Decades of conservative balance-sheet management left many companies holding cash and securities well in excess of total liabilities — "net cash" situations at a frequency that surprises investors used to US markets. This is the core of Japan's deep-value reputation.

The TSE is pressuring low-P/B companies

Since 2023 the exchange has asked companies trading below book value to publish plans for improving capital efficiency. Buybacks, dividend hikes and unwinding of cross-shareholdings have followed at many companies — an ongoing catalyst theme unique to this market.

Market segments

Since the 2022 reorganization the TSE has three segments: Prime, Standard and Growth. Small-cap value names sit disproportionately in Standard.

The domestic playbook is invisible in English

Tatsuo Kiyohara's 2024 bestseller My Investment Method made small-cap net-cash investing mainstream among Japanese retail investors, but the book and its screening criteria are virtually unknown in English. (We reproduce his net-cash ratio as a cited preset.)

Screening tools: the honest landscape

The major domestic screeners (Kabutan, Buffett Code, Shikiho online) are Japanese-only. Global screeners cover Japan, but fundamentals depth varies and the good ones are paywalled.

Katana — this site — is a free screener built directly on EDINET annual filings: English UI, no login, presets that cite their methodology (Graham, Piotroski, Kiyohara and others), and a formula editor for custom metrics. Think Finviz, but for the Tokyo Stock Exchange. Two caveats, stated plainly: price-related values are as of each company's fiscal year-end (back-calculated from the disclosed trailing PER), not live quotes; and coverage is still being extended toward all TSE-listed names.
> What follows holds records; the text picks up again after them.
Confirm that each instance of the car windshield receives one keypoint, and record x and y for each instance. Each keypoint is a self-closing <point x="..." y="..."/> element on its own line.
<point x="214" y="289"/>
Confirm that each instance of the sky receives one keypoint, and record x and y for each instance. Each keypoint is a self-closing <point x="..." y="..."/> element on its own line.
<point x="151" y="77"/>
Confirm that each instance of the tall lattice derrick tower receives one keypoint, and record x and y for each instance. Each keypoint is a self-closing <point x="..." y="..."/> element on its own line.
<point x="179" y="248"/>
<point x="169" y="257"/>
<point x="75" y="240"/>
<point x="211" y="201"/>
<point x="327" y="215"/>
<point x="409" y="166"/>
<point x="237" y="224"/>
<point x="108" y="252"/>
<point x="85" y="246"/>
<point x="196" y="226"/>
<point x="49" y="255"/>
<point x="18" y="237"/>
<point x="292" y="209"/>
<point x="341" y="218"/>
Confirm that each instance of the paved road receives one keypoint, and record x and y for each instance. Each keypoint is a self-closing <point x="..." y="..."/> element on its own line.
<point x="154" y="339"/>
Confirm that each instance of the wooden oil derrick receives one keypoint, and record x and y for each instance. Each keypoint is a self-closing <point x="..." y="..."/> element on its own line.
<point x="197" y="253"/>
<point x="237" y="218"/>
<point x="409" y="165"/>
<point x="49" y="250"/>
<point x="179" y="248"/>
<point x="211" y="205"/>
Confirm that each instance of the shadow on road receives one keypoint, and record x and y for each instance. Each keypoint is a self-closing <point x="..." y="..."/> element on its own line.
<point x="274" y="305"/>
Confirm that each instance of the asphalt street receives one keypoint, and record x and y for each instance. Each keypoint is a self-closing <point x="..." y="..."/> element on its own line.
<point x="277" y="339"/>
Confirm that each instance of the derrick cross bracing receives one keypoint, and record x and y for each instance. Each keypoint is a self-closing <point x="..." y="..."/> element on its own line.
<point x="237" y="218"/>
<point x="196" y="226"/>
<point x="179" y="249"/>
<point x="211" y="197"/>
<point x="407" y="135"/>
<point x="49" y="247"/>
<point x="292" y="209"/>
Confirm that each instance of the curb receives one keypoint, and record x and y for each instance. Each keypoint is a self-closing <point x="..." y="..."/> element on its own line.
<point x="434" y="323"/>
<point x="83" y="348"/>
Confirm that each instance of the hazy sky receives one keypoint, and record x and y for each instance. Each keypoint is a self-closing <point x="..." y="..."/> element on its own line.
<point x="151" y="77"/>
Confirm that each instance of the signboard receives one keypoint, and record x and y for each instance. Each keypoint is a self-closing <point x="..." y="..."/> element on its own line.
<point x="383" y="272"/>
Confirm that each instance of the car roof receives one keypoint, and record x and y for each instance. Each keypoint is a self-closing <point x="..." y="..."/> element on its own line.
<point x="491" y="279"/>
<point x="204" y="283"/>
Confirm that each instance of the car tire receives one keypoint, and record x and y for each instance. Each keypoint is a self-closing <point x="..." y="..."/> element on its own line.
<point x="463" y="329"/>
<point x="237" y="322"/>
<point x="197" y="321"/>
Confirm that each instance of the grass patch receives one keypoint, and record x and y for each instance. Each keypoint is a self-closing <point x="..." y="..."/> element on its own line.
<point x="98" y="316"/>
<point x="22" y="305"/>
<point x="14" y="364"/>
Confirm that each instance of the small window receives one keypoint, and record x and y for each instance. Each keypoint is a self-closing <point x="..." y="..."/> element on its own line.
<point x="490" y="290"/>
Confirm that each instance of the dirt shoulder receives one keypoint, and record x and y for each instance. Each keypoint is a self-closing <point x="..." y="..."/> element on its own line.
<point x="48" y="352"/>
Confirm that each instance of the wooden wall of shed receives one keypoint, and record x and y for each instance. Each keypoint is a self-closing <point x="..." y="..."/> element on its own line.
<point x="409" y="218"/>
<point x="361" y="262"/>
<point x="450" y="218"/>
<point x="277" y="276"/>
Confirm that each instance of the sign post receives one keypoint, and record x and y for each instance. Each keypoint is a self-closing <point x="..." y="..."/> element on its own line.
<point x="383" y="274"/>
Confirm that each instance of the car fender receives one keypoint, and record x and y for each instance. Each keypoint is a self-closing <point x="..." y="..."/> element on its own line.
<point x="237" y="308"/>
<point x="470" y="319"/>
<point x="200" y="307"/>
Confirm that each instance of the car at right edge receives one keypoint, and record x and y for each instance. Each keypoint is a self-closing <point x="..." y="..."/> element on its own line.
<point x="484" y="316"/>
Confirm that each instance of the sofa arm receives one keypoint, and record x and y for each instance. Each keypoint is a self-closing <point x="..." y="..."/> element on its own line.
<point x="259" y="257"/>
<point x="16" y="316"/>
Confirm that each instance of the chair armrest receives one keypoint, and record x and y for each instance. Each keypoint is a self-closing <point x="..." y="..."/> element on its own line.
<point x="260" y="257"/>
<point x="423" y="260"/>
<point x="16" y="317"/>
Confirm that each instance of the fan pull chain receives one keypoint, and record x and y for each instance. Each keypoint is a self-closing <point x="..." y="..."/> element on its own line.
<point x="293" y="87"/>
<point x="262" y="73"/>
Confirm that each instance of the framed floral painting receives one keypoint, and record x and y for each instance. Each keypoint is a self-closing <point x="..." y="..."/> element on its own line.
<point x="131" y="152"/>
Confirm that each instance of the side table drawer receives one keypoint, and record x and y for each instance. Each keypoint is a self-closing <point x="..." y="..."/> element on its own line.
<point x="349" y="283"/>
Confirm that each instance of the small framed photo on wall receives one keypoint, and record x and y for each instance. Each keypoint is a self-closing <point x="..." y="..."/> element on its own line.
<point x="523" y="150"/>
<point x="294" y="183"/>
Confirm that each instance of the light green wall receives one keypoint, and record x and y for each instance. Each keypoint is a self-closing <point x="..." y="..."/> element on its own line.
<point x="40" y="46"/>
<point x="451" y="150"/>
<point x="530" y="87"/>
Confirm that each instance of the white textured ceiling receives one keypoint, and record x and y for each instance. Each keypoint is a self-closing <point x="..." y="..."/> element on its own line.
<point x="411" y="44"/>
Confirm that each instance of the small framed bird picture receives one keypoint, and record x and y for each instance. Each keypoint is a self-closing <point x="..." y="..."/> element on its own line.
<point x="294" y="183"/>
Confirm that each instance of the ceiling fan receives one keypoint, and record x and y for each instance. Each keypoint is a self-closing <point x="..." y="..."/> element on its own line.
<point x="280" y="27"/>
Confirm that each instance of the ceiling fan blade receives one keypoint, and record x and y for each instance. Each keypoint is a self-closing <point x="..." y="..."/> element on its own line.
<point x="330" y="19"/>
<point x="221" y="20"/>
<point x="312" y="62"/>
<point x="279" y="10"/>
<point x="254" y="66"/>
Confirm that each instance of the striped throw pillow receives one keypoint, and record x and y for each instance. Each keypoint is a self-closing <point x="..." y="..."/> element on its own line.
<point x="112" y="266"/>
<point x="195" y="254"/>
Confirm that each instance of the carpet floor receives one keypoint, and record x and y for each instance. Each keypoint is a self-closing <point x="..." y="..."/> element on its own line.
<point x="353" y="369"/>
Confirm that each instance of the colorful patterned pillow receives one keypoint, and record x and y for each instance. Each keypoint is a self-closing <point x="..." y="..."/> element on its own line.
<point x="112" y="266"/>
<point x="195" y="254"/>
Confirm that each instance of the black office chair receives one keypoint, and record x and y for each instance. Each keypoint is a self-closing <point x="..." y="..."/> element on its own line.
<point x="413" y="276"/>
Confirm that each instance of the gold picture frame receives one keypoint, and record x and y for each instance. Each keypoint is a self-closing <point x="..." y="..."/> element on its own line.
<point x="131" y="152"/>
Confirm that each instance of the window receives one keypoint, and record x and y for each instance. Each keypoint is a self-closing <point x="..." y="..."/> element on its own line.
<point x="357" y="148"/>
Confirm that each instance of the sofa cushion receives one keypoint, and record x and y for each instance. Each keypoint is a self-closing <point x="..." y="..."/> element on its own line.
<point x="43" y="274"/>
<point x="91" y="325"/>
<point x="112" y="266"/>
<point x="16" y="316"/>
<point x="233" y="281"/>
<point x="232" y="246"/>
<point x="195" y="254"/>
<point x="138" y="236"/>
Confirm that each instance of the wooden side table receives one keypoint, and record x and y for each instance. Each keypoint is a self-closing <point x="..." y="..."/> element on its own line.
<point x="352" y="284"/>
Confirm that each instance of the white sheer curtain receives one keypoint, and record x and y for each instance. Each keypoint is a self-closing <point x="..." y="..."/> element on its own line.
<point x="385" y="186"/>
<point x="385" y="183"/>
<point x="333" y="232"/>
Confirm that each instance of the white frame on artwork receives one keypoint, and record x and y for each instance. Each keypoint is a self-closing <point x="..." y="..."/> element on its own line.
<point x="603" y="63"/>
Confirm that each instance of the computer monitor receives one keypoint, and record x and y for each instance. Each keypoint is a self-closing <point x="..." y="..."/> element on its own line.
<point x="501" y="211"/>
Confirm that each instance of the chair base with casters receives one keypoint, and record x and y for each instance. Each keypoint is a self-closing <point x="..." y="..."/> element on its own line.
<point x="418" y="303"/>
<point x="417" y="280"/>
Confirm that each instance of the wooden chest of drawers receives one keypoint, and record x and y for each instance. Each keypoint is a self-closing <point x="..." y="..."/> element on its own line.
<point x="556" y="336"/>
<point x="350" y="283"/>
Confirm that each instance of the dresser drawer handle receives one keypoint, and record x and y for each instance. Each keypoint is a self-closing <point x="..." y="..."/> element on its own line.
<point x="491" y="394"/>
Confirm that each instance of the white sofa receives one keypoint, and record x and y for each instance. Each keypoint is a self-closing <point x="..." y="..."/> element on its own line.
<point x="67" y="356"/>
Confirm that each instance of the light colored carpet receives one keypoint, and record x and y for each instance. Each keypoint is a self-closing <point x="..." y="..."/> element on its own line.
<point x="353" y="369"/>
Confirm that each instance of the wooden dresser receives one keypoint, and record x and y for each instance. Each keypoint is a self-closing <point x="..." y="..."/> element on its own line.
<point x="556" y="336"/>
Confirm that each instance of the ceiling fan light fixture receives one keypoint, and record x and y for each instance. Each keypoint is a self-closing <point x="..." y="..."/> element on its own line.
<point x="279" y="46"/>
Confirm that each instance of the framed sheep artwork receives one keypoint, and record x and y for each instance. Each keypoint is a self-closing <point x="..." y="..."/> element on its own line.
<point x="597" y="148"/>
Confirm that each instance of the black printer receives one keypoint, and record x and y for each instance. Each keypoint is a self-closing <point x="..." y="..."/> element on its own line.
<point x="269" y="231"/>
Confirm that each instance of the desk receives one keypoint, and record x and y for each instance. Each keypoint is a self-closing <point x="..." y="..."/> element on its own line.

Browse the screen presets →

A common workflow

  1. Start from a methodology, not a stock — e.g. Graham's defensive criteria or a Piotroski F-score screen — and run it to get a shortlist.
  2. Read the actual filing on EDINET (machine-translated), not just the ratios. Segment data and the shareholder list are where Japanese filings are most informative.
  3. Check TDnet for anything newer than the annual report — earnings summaries, buyback announcements, revised forecasts.